With so much creative talent in the mix, however, personalities often clashed, and the band took a number of breaks over the years; disagreements and squabbles would always seem to work themselves out, however, and the band would regroup and hit the road again. In 2015, however, the guys called it quits for good, and what started out as a side project in 2011 with guitarist Neal Casal and keyboardist Adam MacDougall became Robinson’s primary musical outlet. In the Chris Robinson Brotherhood, there’s a shaking loose of preconceived notions and an added emphasis on sonic exploration that’s not beholden to a long career of radio hits that crowds have paid money to see played live. There’s a blue-collar, workingman’s sense of jubilation to the albums the Brotherhood makes that excites him on a level he never quite reached with the Crowes, he said.
“We’re like cave explorers, in that every time they walk into a cavern, even one they’ve seen a hundred times, they go through steps to get there — the tight squeezes and the bat guano and the skeletons of the ones who went before them, but once they get in that cavern, it’s a quasi-religious thing, and I feel that way about music,” he said. “I’m a father and a husband and a friend, and the way I deal with it is writing it down and finding the light and finding the magic and finding the pain.
“As I get older, and as I’ve freed myself from the trappings of ego and success and money and resentment, that’s where it comes from. The Black Crowes were a bunch of people; I was the leader, and I was in charge, but this band is all of us. We put my name on (stuff), and I write the songs and have the most energy, but this is our band. And when we get on stage, it’s not about putting on a regular show business trip. We’re inviting people to become a part of this musical bubble we’re creating, whether it’s at the Fillmore in San Francisco or in Macon (Ga.) the other night, when only 400 people came out.
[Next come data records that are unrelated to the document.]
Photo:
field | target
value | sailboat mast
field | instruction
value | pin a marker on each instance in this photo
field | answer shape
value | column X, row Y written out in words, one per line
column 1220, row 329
“We keep it that simple, and we stay happy,” he added. “I don’t have anybody telling me, ‘You should do this,’ or, ‘You’ll make more money if you do that.’ Our combined musical instincts have led us to this band, this sound, these shows, and that’s the way music works. It should be magical.”
As a unit, the creative process is akin to alchemy, he said.
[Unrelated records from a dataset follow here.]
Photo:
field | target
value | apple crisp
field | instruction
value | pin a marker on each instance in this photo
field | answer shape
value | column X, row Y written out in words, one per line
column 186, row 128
“That’s how we work — one person takes the glowing orb, and they rub it, and their eyes change color, and then they throw it to the next guy who rubs it, and then we’ve made something,” he said with a laugh. “We work hard, and still don’t have a giant following, and we still struggle financially — but we’ve never been a part of something that gives us such joy. I feel at every gig like we’re just getting started, and it keeps getting better and better.”